Travailler sur un chantier, ce n’est pas qu’une question de muscles, mais de compétence. Aujourd’hui, c’est souvent l’équipement et les outils qui forcent à notre place. Et qu’on soit homme ou femme, on aura toujours besoin d’aide d’un collègue de temps en temps. La construction, c’est un travail d’équipe.

« La construction, ça n’intéresse pas les femmes. »

Depuis 20 ans, plus de 6 000 femmes ont amorcé une carrière dans l'industrie de la construction.

« Si les femmes étaient capables de travailler en construction, elles ne quitteraient pas le métier. »

Les principales causes qui poussent les femmes à quitter l’industrie sont la discrimination, le harcèlement et l’isolement. Elles ne quittent pas parce qu’elles ne se sentent pas capables de faire le travail.

« C’est pas le bon temps, on manque d’ouvrage. Elles vont voler la job des gars. »

L’industrie a toujours besoin de renouveler sa main-d’œuvre en raison des retraites et des départs. Malgré une baisse modérée prévue pour les prochaines années, les besoins de relève sont d’environ 8 000 nouvelles personnes par année.

« ENGAGER DES FEMMES, C’EST GÉRER DU TROUBLE. »

C’est plutôt le contraire ! Les employeurs qui ont intégré des femmes dans leurs équipes ont constaté des changements positifs : meilleur climat de travail, méthodes plus sécuritaires, accès à un plus grand bassin de main-d’œuvre compétente et motivée, image positive auprès de la clientèle, etc.

« Le milieu de la construction, c’est un monde d’hommes.
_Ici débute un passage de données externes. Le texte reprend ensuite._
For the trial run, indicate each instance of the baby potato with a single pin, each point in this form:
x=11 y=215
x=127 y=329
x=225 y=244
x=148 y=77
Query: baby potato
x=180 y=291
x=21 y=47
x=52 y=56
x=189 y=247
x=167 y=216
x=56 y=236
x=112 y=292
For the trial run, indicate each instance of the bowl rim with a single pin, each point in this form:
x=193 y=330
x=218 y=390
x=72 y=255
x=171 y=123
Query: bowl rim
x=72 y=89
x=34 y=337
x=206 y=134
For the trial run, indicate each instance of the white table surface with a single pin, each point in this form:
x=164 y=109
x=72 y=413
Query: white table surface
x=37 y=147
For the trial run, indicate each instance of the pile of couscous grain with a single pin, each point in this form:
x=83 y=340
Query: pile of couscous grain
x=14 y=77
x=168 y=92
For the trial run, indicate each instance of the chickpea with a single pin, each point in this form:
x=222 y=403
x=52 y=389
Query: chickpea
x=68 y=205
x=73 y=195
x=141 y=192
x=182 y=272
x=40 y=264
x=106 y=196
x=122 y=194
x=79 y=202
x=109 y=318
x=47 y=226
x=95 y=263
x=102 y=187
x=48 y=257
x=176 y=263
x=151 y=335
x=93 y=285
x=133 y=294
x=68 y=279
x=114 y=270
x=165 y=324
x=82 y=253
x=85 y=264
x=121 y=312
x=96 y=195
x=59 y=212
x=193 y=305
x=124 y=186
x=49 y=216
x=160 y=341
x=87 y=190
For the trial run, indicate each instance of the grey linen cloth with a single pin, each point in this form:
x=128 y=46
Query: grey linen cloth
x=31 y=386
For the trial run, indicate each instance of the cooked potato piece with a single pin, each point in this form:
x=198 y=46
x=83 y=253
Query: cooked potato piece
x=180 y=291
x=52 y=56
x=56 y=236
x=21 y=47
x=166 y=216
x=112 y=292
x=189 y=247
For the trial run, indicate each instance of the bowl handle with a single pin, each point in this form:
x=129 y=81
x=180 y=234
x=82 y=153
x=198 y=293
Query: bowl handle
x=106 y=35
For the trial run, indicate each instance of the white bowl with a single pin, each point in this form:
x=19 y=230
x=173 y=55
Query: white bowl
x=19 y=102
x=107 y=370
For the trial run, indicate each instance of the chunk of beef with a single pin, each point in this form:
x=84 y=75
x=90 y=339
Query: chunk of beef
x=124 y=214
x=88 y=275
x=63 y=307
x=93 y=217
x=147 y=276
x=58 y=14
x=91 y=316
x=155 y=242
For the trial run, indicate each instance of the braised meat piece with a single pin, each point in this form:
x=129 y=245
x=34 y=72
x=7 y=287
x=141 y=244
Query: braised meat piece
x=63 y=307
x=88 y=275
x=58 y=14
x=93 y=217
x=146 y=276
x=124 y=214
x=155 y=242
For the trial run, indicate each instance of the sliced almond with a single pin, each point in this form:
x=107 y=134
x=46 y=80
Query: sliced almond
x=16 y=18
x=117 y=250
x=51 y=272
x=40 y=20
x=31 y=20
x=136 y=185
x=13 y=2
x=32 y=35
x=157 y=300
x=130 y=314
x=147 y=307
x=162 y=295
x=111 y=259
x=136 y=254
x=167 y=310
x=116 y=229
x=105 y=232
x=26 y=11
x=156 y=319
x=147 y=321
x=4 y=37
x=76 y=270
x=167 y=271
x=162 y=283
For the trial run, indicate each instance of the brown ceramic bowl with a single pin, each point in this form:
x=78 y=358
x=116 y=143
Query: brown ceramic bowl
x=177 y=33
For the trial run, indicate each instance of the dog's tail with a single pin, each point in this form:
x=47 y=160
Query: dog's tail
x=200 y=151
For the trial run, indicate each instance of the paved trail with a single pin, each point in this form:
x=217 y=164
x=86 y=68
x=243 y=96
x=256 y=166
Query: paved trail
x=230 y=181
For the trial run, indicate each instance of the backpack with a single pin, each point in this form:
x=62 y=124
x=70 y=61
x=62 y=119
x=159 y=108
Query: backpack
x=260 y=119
Point. »

Le monde a changé : le Québec a fait le choix d’être une société plus équitable, égalitaire et diversifiée. La composition de la main-d’œuvre doit le refléter.

« Les femmes n’ont pas besoin de passe-droits. C’est discriminatoire pour les hommes. »

L’objectif des mesures particulières pour les femmes, c’est de leur offrir, à compétence égale, un parcours comparable à celui des hommes en facilitant leur accès à l’industrie et leur maintien en emploi. La vraie discrimination, c’est celle qui prévaut aujourd’hui à l’endroit des femmes.

« Les femmes vont être embauchées parce qu’elles sont du cheap labor. »

Les femmes sont embauchées parce qu’elles peuvent faire le travail. Aucun compromis n’est fait sur la compétence. Le problème est qu’elles n’ont souvent même pas l’occasion de se faire valoir. Les femmes doivent avoir les mêmes occasions que leurs collègues masculins, selon les mêmes conditions d’emploi prévues aux conventions collectives.

« La discrimination des femmes, c’est pas mon affaire, je n’y peux rien seul. »

Pour construire un climat de travail respectueux, chaque geste compte. Les blagues envers les femmes, et aussi entre hommes, vont parfois trop loin. Ne pas encourager les propos discriminatoires, c’est l’affaire de tous. Donnez l’exemple et devenez un leader positif.

« Prioriser les femmes aux DEP, ça enlève des places aux gars. »

Même s’il y a des places priorisées dans les centres de formation, les femmes doivent répondre aux mêmes critères que les hommes pour y accéder. Augmenter le nombre de femmes compétentes sur les chantiers, ça passe d’abord par la formation.